Regression in 0.1.15 Causes Incorrect Token Slicing in 'Role' Blocks

FoxBuchele commented 1 month ago

The bug A regression was introduced in version 0.1.15 of the Guidance Library. Within 'role' blocks, the responses stored via 'capture' are missing tokens at the beginning and include extra tokens at the end, indicating incorrect slicing of the output. This issue does not occur in version 0.1.14.

To Reproduce Give a full working code snippet that can be pasted into a notebook cell or python file. Make sure to include the LLM load step so we know which model you are using.

import os

import guidance
from guidance import models, user, capture

relpath = ".\llmdata~\mistral-7b-instruct-v0.2.Q4_K_M.gguf"
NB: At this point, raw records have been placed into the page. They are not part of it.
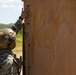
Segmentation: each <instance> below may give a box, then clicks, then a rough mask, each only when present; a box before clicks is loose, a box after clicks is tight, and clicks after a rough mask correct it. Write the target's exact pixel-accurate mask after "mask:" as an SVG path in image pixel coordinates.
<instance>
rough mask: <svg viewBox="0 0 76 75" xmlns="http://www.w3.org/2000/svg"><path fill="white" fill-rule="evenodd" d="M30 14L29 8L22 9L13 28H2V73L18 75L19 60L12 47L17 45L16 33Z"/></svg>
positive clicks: (0, 39) (0, 71)
mask: <svg viewBox="0 0 76 75" xmlns="http://www.w3.org/2000/svg"><path fill="white" fill-rule="evenodd" d="M28 15H29V12H28V10H27V9H26V10H24V11H23V10H22V13H21V16H20V17H19V19H18V20H17V22H16V23H15V24H14V25H13V26H12V27H11V28H4V29H2V30H0V75H18V70H19V69H18V68H19V65H18V63H19V62H18V61H17V60H16V59H15V57H14V53H13V52H12V49H13V48H14V47H15V44H16V43H15V41H16V34H17V33H18V32H19V30H20V29H21V28H22V27H23V24H22V20H23V19H26V18H27V16H28Z"/></svg>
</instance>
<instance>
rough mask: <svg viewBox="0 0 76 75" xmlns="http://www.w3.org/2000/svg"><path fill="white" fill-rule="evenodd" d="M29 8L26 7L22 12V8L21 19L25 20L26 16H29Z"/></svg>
mask: <svg viewBox="0 0 76 75" xmlns="http://www.w3.org/2000/svg"><path fill="white" fill-rule="evenodd" d="M29 14H30V13H29V8H28V7H26V9H24V10H23V8H22V13H21V17H22V18H23V19H26V18H27V17H28V16H29Z"/></svg>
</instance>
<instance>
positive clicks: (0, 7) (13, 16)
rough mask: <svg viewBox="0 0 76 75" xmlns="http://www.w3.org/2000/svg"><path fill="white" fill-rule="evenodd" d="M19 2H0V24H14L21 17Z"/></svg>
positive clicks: (20, 11)
mask: <svg viewBox="0 0 76 75" xmlns="http://www.w3.org/2000/svg"><path fill="white" fill-rule="evenodd" d="M22 7H23V2H22V1H21V0H0V23H5V24H9V23H15V22H16V21H17V19H18V17H19V16H20V15H21V10H22Z"/></svg>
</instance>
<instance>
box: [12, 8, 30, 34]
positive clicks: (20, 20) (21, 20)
mask: <svg viewBox="0 0 76 75" xmlns="http://www.w3.org/2000/svg"><path fill="white" fill-rule="evenodd" d="M28 15H29V10H28V9H27V8H26V9H25V10H23V9H22V13H21V16H20V17H19V19H18V20H17V22H16V23H15V24H14V25H13V26H12V27H11V28H12V29H13V30H14V31H15V32H16V33H18V32H19V30H21V29H22V28H23V24H22V21H23V20H24V19H26V18H27V17H28Z"/></svg>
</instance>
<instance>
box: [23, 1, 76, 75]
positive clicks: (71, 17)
mask: <svg viewBox="0 0 76 75" xmlns="http://www.w3.org/2000/svg"><path fill="white" fill-rule="evenodd" d="M27 4H29V5H30V12H31V14H30V75H76V0H24V5H25V7H26V5H27ZM26 21H27V20H26ZM25 32H27V26H26V30H25ZM27 39H28V37H27ZM27 39H26V40H25V43H27ZM25 54H26V72H27V71H28V47H27V44H26V53H25ZM27 75H28V72H27Z"/></svg>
fullpath = os.path.abspath(relpath)
if not os.path.isfile(fullpath):
    print("ERROR! The model file is not at "+relpath+" and we tried to create the absolute path: "+fullpath)

# 0.1.14
# Works as expected! 
#guidance_lm = models.MistralChat(fullpath, n_gpu_layers=-1, temperature=0.7, max_tokens=8194, n_batch=8194, top_p=0.95, n_ctx=8194, verbose=True, echo=False)

# 0.1.15
# Broken output (includes unwanted stop tokens, missing tokens at the beginning equal to number of extra stop tokens at end)
guidance_lm = models.LlamaCpp(fullpath, n_gpu_layers=-1, temperature=0.7, max_tokens=8194, n_batch=8194, top_p=0.95, n_ctx=8194, verbose=True, echo=False)

def tokenizer_issue():
    TokenizerTest = guidance_lm + capture("""This is a test of something we're going to move from place to place.""", "remember")
    alt_string = TokenizerTest["remember"]
    with user():
        test_lm =  guidance_lm + capture(TokenizerTest["remember"], "output")
        test_two = guidance_lm + capture(alt_string, "output_two")
        #Also occurs when NOT capturing LM state...
        test_three = guidance_lm + capture("This is an example to show that this issue only occurs within the role blocks...","output_three")
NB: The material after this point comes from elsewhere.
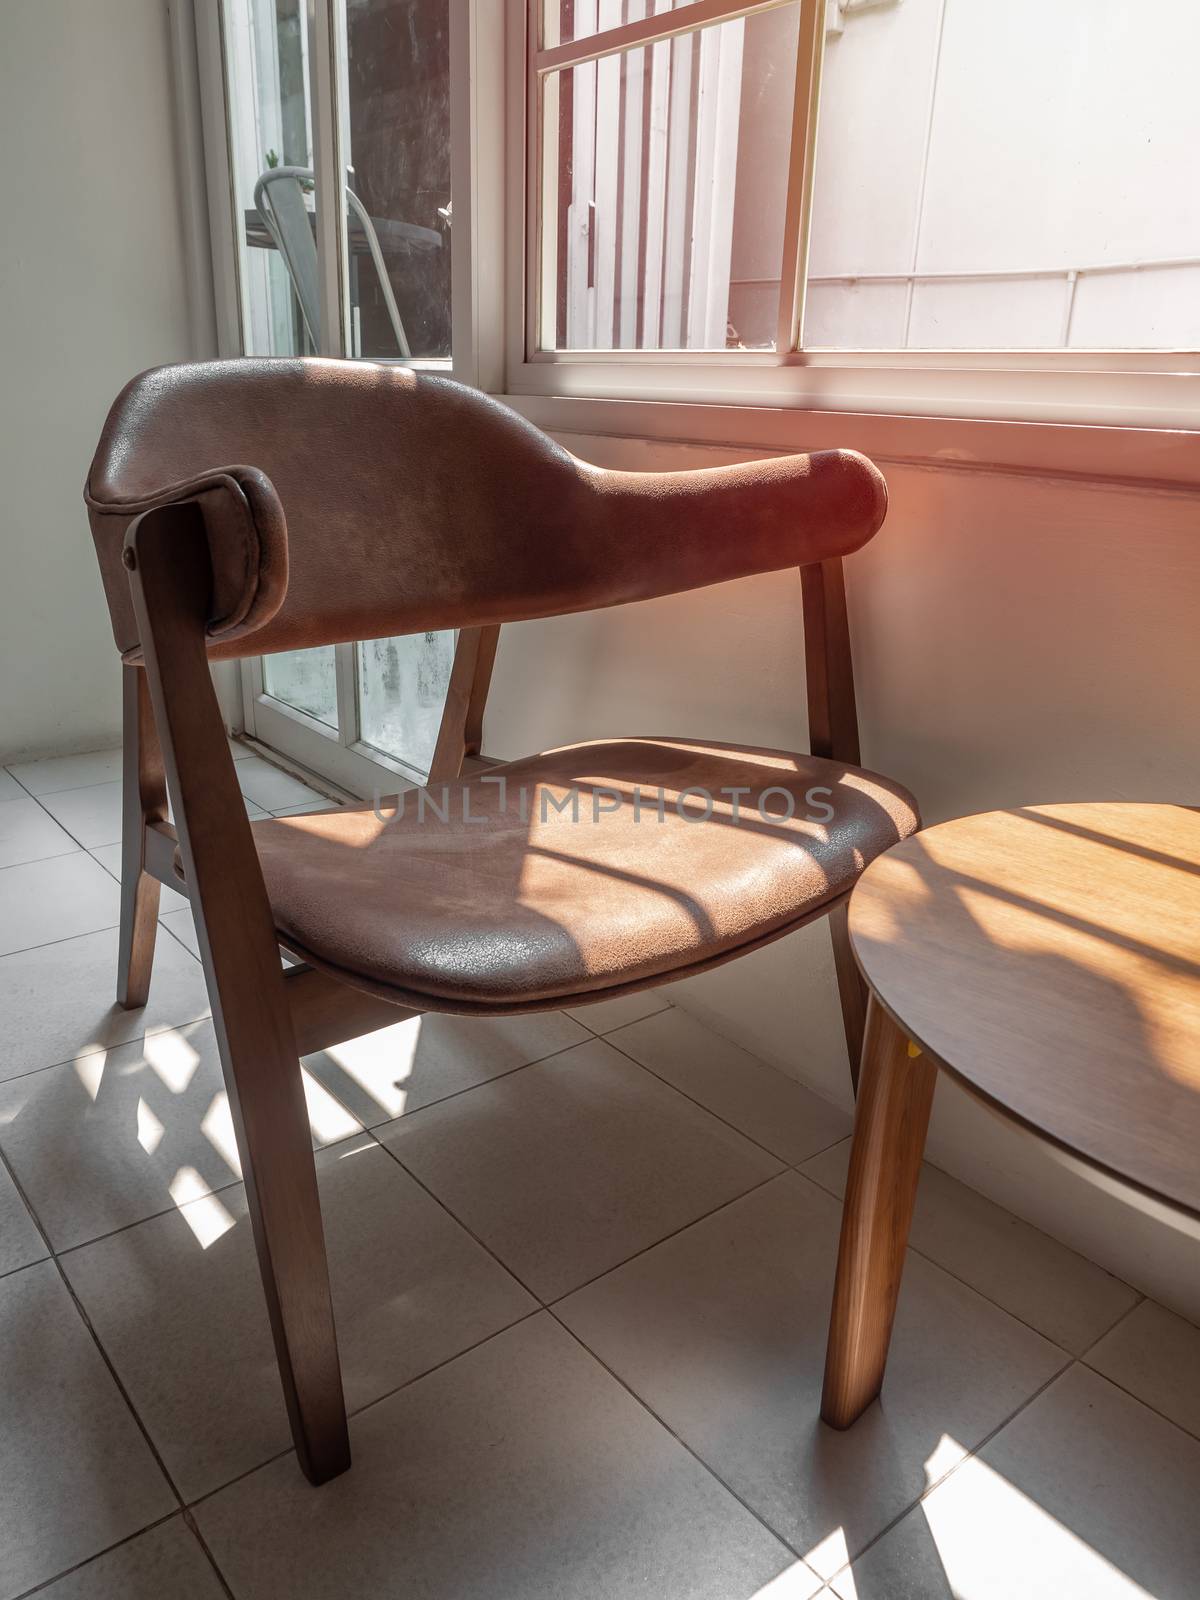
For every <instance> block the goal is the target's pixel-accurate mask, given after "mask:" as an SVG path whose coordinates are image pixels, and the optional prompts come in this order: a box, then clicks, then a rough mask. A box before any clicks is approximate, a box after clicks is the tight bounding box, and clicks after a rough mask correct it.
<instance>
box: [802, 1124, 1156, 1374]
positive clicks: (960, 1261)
mask: <svg viewBox="0 0 1200 1600" xmlns="http://www.w3.org/2000/svg"><path fill="white" fill-rule="evenodd" d="M848 1166H850V1141H846V1142H845V1144H838V1146H837V1147H835V1149H832V1150H826V1154H824V1155H818V1157H816V1158H814V1160H811V1162H805V1165H803V1168H802V1171H803V1173H805V1176H806V1178H811V1179H813V1181H814V1182H818V1184H821V1186H822V1187H826V1189H829V1190H830V1192H832V1194H835V1195H838V1198H840V1197H842V1195H843V1194H845V1189H846V1170H848ZM909 1243H910V1245H914V1246H915V1248H917V1250H920V1251H922V1254H925V1256H930V1259H931V1261H936V1262H938V1266H941V1267H946V1270H947V1272H952V1274H954V1275H955V1277H957V1278H962V1280H963V1283H970V1285H971V1288H976V1290H979V1293H981V1294H986V1296H987V1298H989V1299H992V1301H995V1302H997V1306H1003V1309H1005V1310H1008V1312H1011V1314H1013V1315H1014V1317H1019V1318H1021V1322H1027V1323H1029V1326H1030V1328H1037V1331H1038V1333H1043V1334H1045V1336H1046V1338H1048V1339H1053V1341H1054V1344H1061V1346H1062V1349H1064V1350H1070V1352H1072V1354H1075V1355H1078V1352H1080V1350H1086V1349H1088V1346H1090V1344H1093V1342H1094V1341H1096V1339H1098V1338H1099V1336H1101V1334H1102V1333H1104V1330H1106V1328H1110V1326H1112V1325H1114V1322H1117V1318H1118V1317H1123V1315H1125V1312H1126V1310H1128V1309H1130V1307H1131V1306H1134V1304H1136V1302H1138V1293H1136V1290H1131V1288H1130V1285H1128V1283H1122V1280H1120V1278H1114V1277H1112V1275H1110V1274H1109V1272H1106V1270H1104V1269H1102V1267H1098V1266H1096V1264H1094V1262H1093V1261H1088V1259H1086V1258H1085V1256H1078V1254H1075V1251H1074V1250H1067V1246H1066V1245H1061V1243H1059V1242H1058V1240H1056V1238H1051V1237H1050V1234H1043V1232H1040V1229H1037V1227H1030V1226H1029V1222H1022V1221H1021V1219H1019V1218H1016V1216H1013V1213H1011V1211H1005V1210H1003V1206H998V1205H995V1203H994V1202H992V1200H987V1198H984V1195H981V1194H976V1190H974V1189H968V1187H966V1184H960V1182H957V1179H954V1178H949V1176H947V1174H946V1173H942V1171H939V1170H938V1168H936V1166H928V1165H925V1166H922V1181H920V1189H918V1192H917V1211H915V1214H914V1219H912V1234H910V1238H909Z"/></svg>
    confirm_lm = guidance_lm + capture(TokenizerTest["remember"], "finale")

    # Prints normally
    print("Works at start:")
    print(TokenizerTest["remember"])
    # Missing beginning, extra output characters that shouldn't be included at the end
    print("First error:")
    print(test_lm["output"])
    print("Second error:")
    print(test_two["output_two"])
    print("Third error:")
    print(test_three["output_three"])
    # Prints normally
    print("Works:")
    print(confirm_lm["finale"])

    #0.1.14 output:
    # Running LM Test...
    # ---------
    # Works at start:
    # This is a test of something we're going to move from place to place.
    # First error:
    # This is a test of something we're going to move from place to place.
    # Second error:
    # This is a test of something we're going to move from place to place.
    # Third error:
    # This is an example to show that this issue only occurs within the role blocks...
    # Works:
    # This is a test of something we're going to move from place to place.

    #0.1.15 output:
    # Running LM Test...
    # ---------
    # Works at start:
    # This is a test of something we're going to move from place to place.
    # First error:
    # a test of something we're going to move from place to place. [/INST]
    # Second error:
    # a test of something we're going to move from place to place. [/INST]
    # Third error:
    # an example to show that this issue only occurs within the role blocks... [/INST]
    # Works:
    # This is a test of something we're going to move from place to place.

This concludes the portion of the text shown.